Another possible exception to the general neglect is Harry Gensler; though I am not entirely clear whether, for him, the use of the imagination in ethics has the intrinsic value that I want to accord it, or is merely an effective heuristic for locating moral demands. Either way, Gensler writes this:

The golden rule is best interpreted as saying: "Treat others only as you consent to being treated in the same situation." To apply it, you'd imagine yourself on the receiving end of the action in the exact place of the other person (which includes having the other person's likes and dislikes). If you act in a given way toward another, and yet are unwilling to be treated that way in the same circumstances, then you violate the rule… To apply the golden rule adequately, we need knowledge and imagination. We need to know what effect our actions have on the lives of others. And we need to be able to imagine ourselves, vividly and accurately, in the other person's place on the receiving end of the action. With knowledge, imagination, and the golden rule, we can progress far in our moral thinking. (; see also Gensler’s Ethics and the Golden Rule (New York and London: Routledge, 2013))

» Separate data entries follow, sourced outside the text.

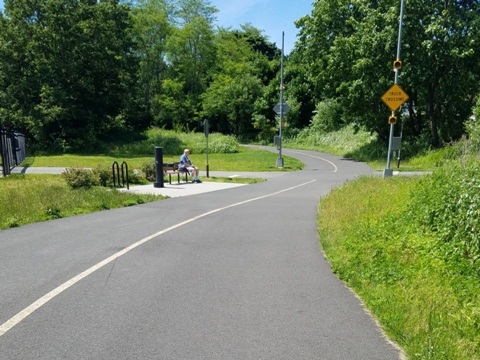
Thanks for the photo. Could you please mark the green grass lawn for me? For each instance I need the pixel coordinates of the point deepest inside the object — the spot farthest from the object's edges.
(245, 160)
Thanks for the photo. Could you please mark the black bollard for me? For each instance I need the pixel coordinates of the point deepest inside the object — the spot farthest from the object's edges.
(158, 167)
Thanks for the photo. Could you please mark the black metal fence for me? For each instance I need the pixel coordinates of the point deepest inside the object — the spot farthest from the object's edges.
(12, 148)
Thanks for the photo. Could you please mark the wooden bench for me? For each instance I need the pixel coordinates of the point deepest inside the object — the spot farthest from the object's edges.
(172, 169)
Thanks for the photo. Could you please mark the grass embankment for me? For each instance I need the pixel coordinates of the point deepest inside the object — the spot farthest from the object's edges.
(426, 296)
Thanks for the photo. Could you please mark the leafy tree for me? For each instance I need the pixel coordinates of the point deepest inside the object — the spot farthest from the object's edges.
(73, 68)
(151, 30)
(238, 99)
(347, 49)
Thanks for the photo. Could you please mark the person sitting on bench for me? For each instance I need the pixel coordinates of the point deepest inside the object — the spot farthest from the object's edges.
(186, 164)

I don’t mean to single out for berating or belabouring any of the estimable moralists who I suspect of neglecting the question that I want to focus on. Some of them, especially Sprigge, Nagel, and Darwall—and Kant—I am a big fan of. But there is an interesting issue, which we can raise as a completely general question, ideally non-recriminatory in tone, about why moral philosophy as normally done has so strikingly failed to reflect the centrality to non-philosophical moral thinking of our question “What is it like to be somebody else?”. It hasn’t, of course, completely ignored that question. But as I said earlier, it has apparently been subject to a pressure to ignore that question, or at least sideline it.

So if moral philosophy has failed to make good sense of imaginative identification—why is that? More about this next time.

[1] Michael Slote, Moral Sentimentalism (OUP 2010); A Sentimentalist Theory of the Mind (OUP 2014).

[2] Anthony Price, to whom thanks, cautions that this may be a little unfair to Hare. Moral Thinking, after all, has a chapter entitled “Another's Sorrows”; and on p.95 of that book we read: “If we do know what it is like to be the other person in that situation, we shall be (correctly) imagining having those experiences and preferences, in the sense of knowing or representing to ourselves what it would be like to have them.” All admitted. Still, I stick to my guns about preference-agglomeration being the main focus of Hare’s and Singer’s theories.

[3] Stephen Darwall, The Second-Person Standpoint (Harvard UP 2009).